Com a possibilidade de novos aumentos nos preços dos combustíveis - são esperadas altas de 12 centavos na gasolina e de 18 centavos no diesel - o Governo anunciou um pacote de medidas para tentar aliviar essa “escalada”.
A iniciativa central consiste em devolver, por meio de uma redução do ISP (imposto sobre os produtos petrolíferos), todo o possível acréscimo de arrecadação fiscal gerado pelo IVA.
Para esclarecer como isso funcionará, António Costa apresentou um exemplo: “Se houver uma subida de cinco cêntimos no IVA pago por litro, as pessoas vão pagar menos cinco cêntimos de ISP durante a próxima semana (…) A ideia é neutralizar, do ponto de vista fiscal para os contribuintes, parte do impacto”.
De acordo com o Primeiro-Ministro, o cálculo se baseia numa estimativa semanal: “À sexta-feira, é possível estimar o preço da gasolina e do gasóleo para a semana seguinte. Sabendo isso, sabemos qual é o aumento previsível da receita do Estado em matéria de IVA e, assim, devolveremos esse montante numa redução do ISP para a semana seguinte”.

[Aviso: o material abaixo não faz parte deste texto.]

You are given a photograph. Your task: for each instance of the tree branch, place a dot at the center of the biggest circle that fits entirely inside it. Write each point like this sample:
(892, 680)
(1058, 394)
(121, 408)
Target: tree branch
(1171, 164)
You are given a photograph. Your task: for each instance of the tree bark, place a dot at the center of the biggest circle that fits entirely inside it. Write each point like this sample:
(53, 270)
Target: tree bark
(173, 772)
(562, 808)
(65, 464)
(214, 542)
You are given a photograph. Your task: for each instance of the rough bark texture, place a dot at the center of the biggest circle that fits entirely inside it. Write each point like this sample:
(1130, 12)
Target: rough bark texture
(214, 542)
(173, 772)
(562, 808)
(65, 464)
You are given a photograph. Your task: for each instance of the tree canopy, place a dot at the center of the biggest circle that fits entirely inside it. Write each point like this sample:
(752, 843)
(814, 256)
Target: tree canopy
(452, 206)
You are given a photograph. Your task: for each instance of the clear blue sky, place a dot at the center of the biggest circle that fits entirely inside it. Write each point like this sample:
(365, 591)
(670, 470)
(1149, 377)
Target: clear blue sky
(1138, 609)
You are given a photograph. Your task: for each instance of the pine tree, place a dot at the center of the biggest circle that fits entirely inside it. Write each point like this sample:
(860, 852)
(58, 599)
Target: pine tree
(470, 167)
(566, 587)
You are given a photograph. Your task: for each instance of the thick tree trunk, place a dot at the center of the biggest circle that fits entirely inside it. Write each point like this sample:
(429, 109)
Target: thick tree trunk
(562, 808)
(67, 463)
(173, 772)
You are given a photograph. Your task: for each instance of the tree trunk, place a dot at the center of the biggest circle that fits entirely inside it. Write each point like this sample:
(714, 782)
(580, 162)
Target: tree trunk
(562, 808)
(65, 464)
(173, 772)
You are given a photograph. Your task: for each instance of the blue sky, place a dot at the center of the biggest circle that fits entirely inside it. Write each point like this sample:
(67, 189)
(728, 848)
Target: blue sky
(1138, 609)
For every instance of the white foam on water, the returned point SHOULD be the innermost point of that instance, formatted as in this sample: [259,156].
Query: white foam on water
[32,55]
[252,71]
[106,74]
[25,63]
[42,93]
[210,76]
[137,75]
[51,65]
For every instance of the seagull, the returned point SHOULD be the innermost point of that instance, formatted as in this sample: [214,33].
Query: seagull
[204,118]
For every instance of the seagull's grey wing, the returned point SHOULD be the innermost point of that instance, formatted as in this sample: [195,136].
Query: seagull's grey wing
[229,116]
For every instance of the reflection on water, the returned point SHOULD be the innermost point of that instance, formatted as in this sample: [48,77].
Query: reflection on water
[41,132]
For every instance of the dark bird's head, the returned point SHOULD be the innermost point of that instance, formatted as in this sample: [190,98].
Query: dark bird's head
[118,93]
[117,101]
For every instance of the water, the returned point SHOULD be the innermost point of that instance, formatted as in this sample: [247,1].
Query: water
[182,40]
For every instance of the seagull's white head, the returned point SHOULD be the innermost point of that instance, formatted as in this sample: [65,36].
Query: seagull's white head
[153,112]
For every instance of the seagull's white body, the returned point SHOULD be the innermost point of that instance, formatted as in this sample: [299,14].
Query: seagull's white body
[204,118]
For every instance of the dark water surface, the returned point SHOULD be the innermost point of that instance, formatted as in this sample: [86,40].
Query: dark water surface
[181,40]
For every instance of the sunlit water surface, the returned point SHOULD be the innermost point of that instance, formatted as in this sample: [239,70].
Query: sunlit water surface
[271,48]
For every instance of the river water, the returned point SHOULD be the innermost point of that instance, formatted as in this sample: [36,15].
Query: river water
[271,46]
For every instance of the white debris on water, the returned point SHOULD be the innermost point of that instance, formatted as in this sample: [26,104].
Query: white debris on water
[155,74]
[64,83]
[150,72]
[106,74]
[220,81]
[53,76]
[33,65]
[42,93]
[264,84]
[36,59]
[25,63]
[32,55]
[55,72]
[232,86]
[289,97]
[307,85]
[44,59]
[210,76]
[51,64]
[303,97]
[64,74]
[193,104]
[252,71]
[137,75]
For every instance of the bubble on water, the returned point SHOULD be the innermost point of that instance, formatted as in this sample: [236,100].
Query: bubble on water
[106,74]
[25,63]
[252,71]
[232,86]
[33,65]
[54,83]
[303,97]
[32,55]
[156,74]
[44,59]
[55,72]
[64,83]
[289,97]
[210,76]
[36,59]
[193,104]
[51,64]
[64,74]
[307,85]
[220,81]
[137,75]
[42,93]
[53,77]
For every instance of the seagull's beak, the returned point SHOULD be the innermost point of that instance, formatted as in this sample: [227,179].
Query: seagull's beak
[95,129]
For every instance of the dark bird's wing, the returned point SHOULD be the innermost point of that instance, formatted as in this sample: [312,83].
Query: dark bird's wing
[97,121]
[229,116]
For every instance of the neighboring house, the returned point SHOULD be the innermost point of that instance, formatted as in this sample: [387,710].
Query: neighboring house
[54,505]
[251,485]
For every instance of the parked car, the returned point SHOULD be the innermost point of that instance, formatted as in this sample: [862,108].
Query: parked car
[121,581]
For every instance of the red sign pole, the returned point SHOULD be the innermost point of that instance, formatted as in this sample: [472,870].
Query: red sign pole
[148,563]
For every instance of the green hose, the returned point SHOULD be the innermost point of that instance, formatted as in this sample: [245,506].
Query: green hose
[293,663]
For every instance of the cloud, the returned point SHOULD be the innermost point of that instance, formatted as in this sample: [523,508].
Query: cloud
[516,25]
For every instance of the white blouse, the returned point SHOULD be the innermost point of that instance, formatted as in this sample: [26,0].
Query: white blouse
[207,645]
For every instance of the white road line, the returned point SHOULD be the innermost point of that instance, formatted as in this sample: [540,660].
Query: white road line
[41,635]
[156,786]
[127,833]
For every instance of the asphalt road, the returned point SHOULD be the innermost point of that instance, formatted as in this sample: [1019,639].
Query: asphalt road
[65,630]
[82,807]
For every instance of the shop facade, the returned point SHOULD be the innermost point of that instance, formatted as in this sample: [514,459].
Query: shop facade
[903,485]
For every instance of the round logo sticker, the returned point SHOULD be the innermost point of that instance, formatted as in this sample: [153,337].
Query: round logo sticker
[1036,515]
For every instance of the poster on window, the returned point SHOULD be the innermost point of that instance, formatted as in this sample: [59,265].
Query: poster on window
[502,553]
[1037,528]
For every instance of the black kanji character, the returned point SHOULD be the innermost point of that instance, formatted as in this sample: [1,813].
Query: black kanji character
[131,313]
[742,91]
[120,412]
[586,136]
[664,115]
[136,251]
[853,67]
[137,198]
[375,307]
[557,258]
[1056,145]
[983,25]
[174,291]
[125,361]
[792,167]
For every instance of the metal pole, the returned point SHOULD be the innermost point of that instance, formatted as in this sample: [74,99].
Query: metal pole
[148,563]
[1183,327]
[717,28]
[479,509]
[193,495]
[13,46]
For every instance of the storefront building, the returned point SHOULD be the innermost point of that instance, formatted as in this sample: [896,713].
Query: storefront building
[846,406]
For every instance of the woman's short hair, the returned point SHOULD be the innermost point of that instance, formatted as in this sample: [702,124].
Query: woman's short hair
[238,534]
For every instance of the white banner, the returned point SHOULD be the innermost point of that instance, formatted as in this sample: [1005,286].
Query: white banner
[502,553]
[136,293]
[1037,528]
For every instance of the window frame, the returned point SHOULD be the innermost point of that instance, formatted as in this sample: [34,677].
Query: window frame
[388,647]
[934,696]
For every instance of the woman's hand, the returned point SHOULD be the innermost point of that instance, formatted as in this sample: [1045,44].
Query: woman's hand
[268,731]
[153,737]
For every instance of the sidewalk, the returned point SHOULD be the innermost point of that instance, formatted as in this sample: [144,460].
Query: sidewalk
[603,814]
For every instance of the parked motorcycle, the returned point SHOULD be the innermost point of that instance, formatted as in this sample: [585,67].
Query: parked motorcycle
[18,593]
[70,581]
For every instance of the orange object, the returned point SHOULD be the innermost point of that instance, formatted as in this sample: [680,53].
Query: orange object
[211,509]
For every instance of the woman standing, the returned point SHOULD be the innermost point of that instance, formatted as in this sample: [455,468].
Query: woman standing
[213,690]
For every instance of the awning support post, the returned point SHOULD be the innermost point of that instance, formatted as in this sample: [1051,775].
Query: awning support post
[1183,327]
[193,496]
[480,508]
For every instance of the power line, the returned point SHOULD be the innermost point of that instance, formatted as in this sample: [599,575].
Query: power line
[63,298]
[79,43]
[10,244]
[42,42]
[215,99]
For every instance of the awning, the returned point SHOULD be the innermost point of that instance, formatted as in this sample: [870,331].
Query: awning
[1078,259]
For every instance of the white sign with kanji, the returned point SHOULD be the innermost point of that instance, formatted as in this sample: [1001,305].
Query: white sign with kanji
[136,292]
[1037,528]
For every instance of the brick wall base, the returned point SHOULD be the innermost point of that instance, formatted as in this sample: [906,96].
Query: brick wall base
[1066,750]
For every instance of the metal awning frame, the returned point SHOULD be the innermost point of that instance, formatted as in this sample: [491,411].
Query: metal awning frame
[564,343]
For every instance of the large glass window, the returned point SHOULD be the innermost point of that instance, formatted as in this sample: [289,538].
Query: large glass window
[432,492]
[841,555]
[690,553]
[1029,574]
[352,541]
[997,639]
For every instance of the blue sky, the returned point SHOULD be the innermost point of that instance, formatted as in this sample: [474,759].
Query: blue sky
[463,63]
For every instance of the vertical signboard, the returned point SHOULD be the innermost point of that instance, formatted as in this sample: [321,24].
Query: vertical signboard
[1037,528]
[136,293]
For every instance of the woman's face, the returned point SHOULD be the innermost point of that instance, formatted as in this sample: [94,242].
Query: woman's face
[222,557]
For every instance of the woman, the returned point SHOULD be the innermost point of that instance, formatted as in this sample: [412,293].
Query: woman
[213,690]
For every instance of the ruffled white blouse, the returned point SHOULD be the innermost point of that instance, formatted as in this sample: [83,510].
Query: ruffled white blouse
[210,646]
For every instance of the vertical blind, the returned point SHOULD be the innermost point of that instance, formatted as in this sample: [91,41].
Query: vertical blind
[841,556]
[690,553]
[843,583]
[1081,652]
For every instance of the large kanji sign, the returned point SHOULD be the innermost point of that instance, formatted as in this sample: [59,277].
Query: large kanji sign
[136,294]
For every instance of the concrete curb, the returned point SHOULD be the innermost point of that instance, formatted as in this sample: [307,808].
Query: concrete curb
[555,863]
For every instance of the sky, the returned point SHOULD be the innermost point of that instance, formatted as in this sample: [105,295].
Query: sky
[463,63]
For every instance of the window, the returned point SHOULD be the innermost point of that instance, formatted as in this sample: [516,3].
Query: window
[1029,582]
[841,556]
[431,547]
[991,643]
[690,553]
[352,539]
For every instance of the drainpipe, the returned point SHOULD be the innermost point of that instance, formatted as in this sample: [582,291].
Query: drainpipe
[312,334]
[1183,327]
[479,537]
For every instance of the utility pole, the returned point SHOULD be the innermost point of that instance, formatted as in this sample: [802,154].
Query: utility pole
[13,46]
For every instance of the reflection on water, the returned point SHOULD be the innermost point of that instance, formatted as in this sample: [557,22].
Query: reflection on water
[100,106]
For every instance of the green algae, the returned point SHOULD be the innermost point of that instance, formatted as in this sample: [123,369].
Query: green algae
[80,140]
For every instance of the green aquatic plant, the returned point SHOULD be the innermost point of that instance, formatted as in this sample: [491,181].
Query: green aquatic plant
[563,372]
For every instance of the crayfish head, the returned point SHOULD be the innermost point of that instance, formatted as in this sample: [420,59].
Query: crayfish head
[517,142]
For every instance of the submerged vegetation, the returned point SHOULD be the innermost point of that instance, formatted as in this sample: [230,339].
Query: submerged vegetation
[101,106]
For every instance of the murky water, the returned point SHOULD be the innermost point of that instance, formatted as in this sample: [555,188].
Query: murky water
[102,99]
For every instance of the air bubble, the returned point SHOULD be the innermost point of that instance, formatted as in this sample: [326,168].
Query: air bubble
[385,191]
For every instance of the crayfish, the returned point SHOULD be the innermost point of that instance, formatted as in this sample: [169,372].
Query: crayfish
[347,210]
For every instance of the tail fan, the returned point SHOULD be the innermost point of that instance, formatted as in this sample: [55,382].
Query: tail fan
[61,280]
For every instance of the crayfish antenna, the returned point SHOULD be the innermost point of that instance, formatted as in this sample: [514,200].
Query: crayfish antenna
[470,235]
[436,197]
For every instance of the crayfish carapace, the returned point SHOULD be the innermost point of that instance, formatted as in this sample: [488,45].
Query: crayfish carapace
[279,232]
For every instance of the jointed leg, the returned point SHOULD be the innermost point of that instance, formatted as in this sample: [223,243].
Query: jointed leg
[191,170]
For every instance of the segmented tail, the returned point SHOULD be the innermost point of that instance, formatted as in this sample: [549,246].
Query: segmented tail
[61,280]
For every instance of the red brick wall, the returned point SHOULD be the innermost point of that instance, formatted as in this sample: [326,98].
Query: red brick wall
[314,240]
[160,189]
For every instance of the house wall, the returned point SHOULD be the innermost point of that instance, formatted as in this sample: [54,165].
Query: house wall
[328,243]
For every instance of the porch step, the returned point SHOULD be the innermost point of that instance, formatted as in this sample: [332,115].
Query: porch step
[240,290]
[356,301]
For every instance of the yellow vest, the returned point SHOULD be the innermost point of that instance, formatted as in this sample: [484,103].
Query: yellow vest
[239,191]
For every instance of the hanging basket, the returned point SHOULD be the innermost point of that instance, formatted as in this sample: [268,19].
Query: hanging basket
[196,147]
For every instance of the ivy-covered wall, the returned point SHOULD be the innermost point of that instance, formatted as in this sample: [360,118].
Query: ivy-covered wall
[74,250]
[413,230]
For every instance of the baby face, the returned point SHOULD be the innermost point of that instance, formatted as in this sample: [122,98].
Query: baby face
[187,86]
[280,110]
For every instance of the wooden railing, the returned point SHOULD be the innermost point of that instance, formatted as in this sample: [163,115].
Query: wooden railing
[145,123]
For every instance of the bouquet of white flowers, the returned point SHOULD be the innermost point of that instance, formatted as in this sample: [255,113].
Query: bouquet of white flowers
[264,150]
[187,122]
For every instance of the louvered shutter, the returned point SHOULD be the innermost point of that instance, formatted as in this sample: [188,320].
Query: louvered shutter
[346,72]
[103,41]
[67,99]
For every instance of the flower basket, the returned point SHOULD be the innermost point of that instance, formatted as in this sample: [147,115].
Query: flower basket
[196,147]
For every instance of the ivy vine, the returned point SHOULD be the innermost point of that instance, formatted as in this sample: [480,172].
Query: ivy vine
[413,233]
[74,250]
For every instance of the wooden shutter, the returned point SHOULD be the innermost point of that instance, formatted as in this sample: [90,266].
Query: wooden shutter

Essa redução do ISP será aplicada toda semana e começará a valer já a partir da próxima sexta-feira.
Por que não se reduz diretamente o IVA?
Uma alternativa bem mais simples seria cortar diretamente o ISP ou reduzir o IVA incidente sobre os produtos energéticos. Sobre uma eventual redução do primeiro imposto, o Governo não deu detalhes. Já em relação ao IVA sobre produtos energéticos, António Costa explicou por que essa mudança não está sendo feita agora.
Segundo o Primeiro-Ministro, neste momento Portugal não pode alterar a taxa de IVA aplicada aos produtos energéticos porque a medida exige não só autorização da Comissão Europeia, como também uma lei da Assembleia da República - órgão que ainda não está em pleno funcionamento, já que o novo Governo ainda não tomou posse.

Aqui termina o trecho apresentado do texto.